Arrestation de burkinabè, congolais et Sénégalais en RDC : Article 19 et Amnesty international haussent le ton



Arrestation de burkinabè, congolais et Sénégalais en RDC : Article 19 et Amnesty international haussent le ton
ARTICLE 19 Afrique de l’Ouest et Amnesty International/Sénégal se disent « préoccupés par l’arrestation des militants pro-démocratie et les accusations de subversion proférées à leur encontre par les autorités de la République Démocratique du Congo » (RDC). «Il est inconcevable que des militants pro-démocratie soient arrêtés, privés de leur liberté sans être assistés par des avocats pour avoir simplement exercé leur droit à la liberté d’expression», déclare Fatou Jagne Senghor, Directrice Régionale de ARTICLE 19 Afrique de l’Ouest.
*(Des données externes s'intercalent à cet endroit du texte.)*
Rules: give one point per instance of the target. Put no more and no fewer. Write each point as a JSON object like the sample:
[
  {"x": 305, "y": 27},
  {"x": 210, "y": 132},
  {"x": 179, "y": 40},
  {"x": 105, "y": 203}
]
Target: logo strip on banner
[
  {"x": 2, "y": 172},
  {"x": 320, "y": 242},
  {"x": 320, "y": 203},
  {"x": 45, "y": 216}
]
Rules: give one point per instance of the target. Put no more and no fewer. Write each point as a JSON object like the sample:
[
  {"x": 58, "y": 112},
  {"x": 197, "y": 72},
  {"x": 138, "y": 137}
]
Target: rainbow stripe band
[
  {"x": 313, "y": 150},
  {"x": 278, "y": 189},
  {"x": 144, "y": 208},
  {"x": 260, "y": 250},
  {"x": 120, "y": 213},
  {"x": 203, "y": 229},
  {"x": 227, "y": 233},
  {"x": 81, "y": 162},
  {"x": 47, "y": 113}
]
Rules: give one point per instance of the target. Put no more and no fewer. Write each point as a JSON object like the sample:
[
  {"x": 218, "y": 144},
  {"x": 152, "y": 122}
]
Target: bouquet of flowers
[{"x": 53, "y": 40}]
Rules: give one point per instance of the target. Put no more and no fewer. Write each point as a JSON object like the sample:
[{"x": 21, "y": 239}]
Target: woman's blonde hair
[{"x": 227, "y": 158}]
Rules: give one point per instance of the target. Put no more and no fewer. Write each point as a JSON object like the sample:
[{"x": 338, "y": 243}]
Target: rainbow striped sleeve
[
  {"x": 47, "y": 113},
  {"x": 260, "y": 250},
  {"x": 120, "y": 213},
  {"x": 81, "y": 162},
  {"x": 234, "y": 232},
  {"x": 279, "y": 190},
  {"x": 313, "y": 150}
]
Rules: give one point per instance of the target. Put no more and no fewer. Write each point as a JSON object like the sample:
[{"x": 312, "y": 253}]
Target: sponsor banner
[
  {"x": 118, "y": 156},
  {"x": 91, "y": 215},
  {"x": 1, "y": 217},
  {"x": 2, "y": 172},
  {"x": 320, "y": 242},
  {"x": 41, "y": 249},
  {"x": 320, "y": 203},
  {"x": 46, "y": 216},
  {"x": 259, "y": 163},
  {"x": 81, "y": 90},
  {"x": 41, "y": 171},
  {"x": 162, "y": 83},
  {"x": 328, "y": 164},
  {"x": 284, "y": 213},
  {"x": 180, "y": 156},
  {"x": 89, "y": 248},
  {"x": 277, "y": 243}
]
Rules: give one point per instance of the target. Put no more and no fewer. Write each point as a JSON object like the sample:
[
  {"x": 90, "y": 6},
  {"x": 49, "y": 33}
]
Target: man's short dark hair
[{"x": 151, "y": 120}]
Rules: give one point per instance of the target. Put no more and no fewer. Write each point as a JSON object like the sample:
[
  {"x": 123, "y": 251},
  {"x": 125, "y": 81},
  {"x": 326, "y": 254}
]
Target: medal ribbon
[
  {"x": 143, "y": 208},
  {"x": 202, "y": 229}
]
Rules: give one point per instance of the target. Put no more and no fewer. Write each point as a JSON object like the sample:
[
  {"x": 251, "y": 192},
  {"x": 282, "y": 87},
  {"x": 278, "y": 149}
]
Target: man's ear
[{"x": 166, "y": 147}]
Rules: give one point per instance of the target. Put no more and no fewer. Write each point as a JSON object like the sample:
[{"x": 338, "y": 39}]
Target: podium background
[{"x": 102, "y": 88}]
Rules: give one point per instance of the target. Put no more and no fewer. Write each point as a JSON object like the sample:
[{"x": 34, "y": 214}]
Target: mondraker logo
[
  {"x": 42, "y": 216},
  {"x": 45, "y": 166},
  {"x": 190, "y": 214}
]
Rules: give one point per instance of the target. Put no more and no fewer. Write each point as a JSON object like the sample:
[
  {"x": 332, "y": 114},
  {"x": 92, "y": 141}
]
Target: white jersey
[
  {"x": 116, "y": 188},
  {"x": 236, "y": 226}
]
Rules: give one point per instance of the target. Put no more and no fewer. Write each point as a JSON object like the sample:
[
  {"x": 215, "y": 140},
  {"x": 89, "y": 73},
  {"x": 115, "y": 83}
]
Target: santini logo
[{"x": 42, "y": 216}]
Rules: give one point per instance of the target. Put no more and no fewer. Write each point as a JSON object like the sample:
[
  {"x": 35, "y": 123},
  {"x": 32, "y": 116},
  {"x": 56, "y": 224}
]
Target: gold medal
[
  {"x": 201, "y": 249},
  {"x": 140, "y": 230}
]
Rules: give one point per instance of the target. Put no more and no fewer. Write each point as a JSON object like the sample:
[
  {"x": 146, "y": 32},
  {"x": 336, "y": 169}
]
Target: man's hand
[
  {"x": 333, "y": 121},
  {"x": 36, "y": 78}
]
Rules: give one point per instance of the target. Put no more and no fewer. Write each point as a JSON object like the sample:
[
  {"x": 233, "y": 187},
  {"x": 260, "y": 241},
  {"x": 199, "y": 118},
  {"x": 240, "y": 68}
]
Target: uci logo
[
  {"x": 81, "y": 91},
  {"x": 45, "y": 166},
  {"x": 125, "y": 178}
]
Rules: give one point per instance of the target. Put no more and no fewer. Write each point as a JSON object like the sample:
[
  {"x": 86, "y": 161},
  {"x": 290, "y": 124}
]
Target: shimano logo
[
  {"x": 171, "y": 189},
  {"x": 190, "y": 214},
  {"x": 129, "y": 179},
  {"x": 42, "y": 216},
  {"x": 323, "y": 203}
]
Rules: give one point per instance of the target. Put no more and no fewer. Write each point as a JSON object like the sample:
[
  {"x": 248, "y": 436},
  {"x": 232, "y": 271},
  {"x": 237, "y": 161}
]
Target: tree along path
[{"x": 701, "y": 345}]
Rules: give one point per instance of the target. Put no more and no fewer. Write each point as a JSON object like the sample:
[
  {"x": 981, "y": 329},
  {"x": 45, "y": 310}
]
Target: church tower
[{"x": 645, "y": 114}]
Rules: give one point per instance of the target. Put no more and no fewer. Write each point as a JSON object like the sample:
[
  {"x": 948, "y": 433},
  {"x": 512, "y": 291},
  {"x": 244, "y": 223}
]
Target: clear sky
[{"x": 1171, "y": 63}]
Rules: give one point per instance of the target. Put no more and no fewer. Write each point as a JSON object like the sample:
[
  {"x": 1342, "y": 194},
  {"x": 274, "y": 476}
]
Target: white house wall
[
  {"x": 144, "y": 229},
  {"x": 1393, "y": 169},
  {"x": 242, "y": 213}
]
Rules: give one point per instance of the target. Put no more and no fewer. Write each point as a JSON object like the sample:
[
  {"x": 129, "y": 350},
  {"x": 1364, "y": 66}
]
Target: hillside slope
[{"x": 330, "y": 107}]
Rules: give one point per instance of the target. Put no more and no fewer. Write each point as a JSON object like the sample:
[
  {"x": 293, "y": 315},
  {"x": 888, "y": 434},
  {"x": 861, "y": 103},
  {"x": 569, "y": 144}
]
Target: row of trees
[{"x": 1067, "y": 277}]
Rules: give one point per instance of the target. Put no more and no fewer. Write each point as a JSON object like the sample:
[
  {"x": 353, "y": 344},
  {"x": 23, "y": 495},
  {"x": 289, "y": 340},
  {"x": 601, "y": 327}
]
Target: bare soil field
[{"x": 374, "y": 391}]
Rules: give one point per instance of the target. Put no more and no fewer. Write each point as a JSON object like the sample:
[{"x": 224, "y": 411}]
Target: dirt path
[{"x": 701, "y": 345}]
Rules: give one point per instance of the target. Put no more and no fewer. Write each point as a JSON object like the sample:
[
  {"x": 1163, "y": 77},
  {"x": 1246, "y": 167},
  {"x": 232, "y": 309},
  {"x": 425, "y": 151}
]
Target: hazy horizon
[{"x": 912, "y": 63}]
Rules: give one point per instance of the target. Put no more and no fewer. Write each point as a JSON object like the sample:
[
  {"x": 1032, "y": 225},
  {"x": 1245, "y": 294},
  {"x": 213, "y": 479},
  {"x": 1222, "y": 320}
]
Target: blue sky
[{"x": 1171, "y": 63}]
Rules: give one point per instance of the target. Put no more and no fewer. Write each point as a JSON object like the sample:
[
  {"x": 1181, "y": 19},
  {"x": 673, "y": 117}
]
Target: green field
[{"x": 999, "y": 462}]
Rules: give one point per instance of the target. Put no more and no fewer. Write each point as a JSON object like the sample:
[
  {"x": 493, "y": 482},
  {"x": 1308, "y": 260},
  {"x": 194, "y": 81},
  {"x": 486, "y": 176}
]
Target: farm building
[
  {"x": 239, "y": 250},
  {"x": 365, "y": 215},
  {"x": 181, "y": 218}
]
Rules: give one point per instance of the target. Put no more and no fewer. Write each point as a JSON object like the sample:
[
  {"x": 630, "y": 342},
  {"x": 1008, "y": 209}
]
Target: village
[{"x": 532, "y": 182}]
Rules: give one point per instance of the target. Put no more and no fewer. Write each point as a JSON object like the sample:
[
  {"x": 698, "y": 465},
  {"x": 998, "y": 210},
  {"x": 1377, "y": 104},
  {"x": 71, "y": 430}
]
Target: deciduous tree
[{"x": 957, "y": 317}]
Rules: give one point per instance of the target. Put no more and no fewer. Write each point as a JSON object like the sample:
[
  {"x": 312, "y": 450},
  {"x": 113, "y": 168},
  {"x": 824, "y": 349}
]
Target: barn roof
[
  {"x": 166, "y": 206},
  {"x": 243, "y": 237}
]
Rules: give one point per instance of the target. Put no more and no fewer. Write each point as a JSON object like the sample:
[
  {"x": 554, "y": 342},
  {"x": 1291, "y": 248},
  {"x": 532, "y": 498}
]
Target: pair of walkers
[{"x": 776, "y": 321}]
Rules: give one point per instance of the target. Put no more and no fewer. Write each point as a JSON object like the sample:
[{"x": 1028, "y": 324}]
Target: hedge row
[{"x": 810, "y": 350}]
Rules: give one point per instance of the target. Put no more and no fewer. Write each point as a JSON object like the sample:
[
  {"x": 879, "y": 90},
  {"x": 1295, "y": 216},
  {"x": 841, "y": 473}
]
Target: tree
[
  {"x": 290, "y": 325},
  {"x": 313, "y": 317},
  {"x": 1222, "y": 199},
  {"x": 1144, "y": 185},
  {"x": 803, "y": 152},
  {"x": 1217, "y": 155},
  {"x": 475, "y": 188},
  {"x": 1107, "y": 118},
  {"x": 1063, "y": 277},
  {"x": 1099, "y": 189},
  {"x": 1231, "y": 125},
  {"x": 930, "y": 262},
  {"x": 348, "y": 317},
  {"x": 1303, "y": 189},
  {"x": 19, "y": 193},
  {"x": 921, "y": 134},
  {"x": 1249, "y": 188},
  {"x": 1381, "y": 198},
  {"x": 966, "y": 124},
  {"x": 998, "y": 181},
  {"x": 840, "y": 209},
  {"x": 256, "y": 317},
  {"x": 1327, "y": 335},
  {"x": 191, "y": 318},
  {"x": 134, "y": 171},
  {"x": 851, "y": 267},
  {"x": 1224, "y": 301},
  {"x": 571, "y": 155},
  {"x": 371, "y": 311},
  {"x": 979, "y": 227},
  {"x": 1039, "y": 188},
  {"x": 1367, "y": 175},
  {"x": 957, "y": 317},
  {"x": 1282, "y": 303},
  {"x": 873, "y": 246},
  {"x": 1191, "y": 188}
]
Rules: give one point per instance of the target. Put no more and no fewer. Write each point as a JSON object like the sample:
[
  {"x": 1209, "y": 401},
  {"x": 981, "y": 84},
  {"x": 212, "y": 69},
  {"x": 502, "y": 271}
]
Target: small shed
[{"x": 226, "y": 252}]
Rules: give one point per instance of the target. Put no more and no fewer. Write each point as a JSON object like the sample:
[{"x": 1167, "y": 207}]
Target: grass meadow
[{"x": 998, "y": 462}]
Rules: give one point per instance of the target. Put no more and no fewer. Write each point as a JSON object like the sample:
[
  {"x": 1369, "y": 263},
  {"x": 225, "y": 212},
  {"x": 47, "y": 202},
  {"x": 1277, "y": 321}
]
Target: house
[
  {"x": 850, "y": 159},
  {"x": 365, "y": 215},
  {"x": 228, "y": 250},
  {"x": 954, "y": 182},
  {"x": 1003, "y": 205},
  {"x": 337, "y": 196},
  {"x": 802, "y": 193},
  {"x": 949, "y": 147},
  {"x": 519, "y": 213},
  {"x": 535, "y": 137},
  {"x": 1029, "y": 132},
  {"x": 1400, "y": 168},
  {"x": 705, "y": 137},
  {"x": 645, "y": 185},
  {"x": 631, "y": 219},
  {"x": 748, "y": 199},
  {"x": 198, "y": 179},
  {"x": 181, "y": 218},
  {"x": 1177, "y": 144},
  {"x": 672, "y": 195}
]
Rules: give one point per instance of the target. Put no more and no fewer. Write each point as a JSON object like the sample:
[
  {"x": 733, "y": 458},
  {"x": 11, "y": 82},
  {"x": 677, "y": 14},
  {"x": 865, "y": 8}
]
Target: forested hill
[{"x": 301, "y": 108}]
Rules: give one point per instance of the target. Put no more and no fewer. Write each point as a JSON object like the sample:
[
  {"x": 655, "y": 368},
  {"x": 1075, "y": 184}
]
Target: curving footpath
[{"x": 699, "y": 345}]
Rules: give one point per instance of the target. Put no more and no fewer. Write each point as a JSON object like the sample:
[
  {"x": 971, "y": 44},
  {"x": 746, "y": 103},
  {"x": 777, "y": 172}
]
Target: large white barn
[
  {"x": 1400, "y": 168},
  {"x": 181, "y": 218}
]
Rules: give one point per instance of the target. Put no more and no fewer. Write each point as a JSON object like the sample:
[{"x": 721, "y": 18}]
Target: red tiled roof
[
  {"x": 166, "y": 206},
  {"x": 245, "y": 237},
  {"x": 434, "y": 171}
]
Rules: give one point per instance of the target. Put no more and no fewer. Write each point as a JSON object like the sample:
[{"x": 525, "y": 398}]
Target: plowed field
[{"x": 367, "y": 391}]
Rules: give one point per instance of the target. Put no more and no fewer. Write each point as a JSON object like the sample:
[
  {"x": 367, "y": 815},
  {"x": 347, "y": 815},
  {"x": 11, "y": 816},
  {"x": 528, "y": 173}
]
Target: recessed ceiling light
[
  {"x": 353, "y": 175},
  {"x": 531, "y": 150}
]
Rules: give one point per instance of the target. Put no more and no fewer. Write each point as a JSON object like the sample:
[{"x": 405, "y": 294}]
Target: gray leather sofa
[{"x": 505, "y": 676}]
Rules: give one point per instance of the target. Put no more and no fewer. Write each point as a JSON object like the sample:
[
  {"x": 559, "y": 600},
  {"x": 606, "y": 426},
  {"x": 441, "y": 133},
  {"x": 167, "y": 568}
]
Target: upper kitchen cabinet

Le 15 mars 2015, les forces de l'ordre et les services de sécurité de la RDC ont interpellé Fadel Barro, Aliou Sané, Malal Talla alias "Fou malade", du mouvement citoyen "Y'en a marre" du Sénégal, le reggaeman Johann Oscibi du "Balai citoyen"  du Burkina Faso et des militants congolais Fred BAUMA et Lucrèce LOPENGO alias Lyke Mike de ″Filimbi″, mouvement citoyen congolais. Les militants pro-démocratie sénégalais et burkinabé avaient été invités par d’autres organisations citoyennes congolaises du collectif "Filimbi″ pour un séminaire/atelier de partage d’expérience sur l’engagement civique et de mobilisation citoyenne de la jeunesse.


A la fin de la rencontre des hommes en uniforme de la police militaire (PM) et d’autres en civil ont débarqué sur les lieux et ont emmené environ 40 personnes, parmi lesquelles les trois activistes sénégalais, le burkinabé ainsi que des journalistes, un agent de sécurité, un diplomate américain, des artistes (AMOS, The Best, Ax la Plume, Cize, Zubir), des cameramen et des informaticiens. Le matériel de diffusion a été saisi et les raisons de ces arrestations ne leur ont pas été signifiées. Ce n’est que le 16 mars que le ministre porte-parole du gouvernement congolais M. Lambert Mende précise que les militants pro-démocratie sont soupçonnés d'être "au cœur de cette tentative d'agression de la RDC" et vont rester en détention jusqu’à ce que la police judiciaire décide de la suite à donner à cette affaire.

 
«Les militants pro-démocratie qui sont arrêtés doivent être libérés immédiatement et sans condition. Le gouvernement du Président Kabila doit respecter les libertés publiques dont la liberté d’expression qui est le socle de toute société démocratique», souligne Seydi Gassama de Amnesty International section Sénégal. Les journalistes ainsi que le fonctionnaire de l’USAID ont été libérés. Mais le ministre a durci le ton concernant les militants pro-démocratie en affirmant qu’ils ne permettront pas que «des frères africains viennent apprendre aux jeunes congolais la subversion».

 
«Nous déplorons les propos exagérés du ministre Mende qui qualifient de subversive et d’agression l’activité pacifique de conscientisation et d’échange entre des mouvements citoyens et militants pro-démocratie», poursuit Fatou Jagne Senghor. Dans un communiqué parvenu à Pressafrik.com, ARTICLE 19 Afrique de l’Ouest et Amnesty International/Sénégal demandent aux autorités congolaises de lever ces accusations, de libérer tous les détenus congolais et étrangers et de respecter la liberté d’expression et de réunion.